ARGO internship project to use http://customvision.ai to detect features from US Street imager
Small improvements in "Maintenance, management of state assets and public-sector accounting", according to a recent Economist op-ed could lead to large economic gains for cities, states, and entire nations.
We believe that local and state governments should be capable of auditing the urban environment using common-sense digital tools and leveraging advances in machine learning, responsibly towards the next-generation of Maintenance, management of state assets and public-sector accounting.
Using street view imagery, develop a computer vision model that is trained on three specific elements of urban infrastructure, namely:
- Detection of US street signage.
- Road width estimates.
- Detection and counting of Yellow Taxis on NYC streets.
Use http://customvision.ai - an easy-to-use computer vision toolkit developed by Microsoft.
- Read the SQUID Story
- Learn how to use http://customvision.ai to develop quick computer vision applications.

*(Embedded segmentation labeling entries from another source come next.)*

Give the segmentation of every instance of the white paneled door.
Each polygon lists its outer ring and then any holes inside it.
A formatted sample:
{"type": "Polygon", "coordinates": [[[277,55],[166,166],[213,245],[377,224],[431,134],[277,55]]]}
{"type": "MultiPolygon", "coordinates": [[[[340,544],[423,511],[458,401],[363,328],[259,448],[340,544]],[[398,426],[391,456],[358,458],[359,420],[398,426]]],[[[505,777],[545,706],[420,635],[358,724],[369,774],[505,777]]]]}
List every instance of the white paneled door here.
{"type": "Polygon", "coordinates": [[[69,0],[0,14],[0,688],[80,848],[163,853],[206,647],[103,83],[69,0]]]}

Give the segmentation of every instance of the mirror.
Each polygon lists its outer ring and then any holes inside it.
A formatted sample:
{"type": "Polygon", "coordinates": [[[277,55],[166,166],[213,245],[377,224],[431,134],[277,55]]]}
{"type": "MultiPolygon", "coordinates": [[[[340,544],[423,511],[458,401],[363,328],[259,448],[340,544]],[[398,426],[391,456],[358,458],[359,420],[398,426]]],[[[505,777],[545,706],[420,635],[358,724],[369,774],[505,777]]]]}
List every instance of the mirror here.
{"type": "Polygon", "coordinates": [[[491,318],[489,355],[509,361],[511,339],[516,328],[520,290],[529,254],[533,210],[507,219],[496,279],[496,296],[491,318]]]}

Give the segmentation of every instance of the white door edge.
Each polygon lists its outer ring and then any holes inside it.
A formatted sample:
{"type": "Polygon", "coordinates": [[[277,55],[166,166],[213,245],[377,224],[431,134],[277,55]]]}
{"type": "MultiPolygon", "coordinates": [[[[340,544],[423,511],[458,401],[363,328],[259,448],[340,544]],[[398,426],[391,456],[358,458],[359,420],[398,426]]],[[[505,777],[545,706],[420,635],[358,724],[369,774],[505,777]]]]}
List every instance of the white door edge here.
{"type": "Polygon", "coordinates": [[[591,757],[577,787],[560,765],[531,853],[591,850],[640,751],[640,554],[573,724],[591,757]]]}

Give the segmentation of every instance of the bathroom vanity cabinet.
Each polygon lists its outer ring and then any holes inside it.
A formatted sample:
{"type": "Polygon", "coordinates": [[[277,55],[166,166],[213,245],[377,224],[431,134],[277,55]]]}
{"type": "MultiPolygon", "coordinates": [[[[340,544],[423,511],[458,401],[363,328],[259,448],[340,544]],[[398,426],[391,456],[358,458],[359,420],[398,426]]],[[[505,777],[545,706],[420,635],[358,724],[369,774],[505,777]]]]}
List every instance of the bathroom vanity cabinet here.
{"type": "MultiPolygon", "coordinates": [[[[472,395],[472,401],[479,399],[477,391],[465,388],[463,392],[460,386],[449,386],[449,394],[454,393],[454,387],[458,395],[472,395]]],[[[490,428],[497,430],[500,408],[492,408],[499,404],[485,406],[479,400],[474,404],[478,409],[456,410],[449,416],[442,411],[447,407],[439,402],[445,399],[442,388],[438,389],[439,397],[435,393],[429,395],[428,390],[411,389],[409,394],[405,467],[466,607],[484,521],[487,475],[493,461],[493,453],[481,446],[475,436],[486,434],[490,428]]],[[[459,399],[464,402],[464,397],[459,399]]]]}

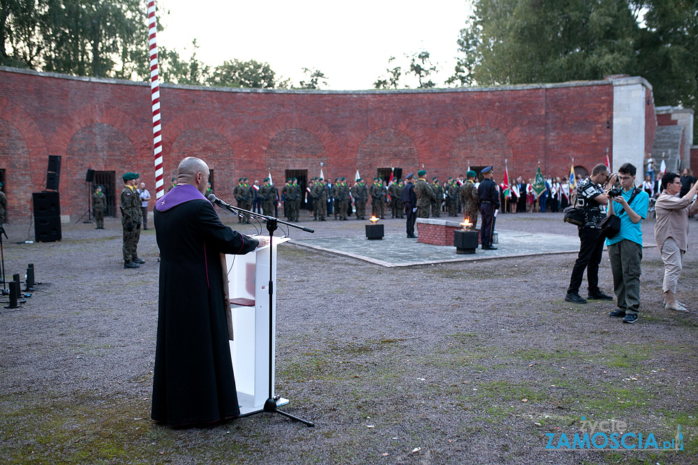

- Learn how to collect street view imagery at a citywide scale using Google Street View API and Open Street Cam - OSC and our OSC-ETL tools.
- Develop and Document simple data specifications for each of the detections.
- Isolate your imagery for model training.
- Upload training imagery to customvision interface.
- Label what you intend to detections from the uploaded imagery.
- Test the accuracy of your trained model.
- Iterate towards better precision and recall.
- Parse results from customvision output into a more readable format.
- Deploy your trained model to "audit" a specific geography. (For consistency, we will choose this area for you).
- Prepare blog to document your journey. What worked, What did not. Ideas for future improvement / applications etc.
ARGO project supervisor: Varun Adibhatla
CUSP Students
- Project scribe: CUSP student who will take notes during check-in and manage the github repo (code,readme, issues)
- Project logistics: CUSP student who ensures meetings are scheduled and handles conference/video calls.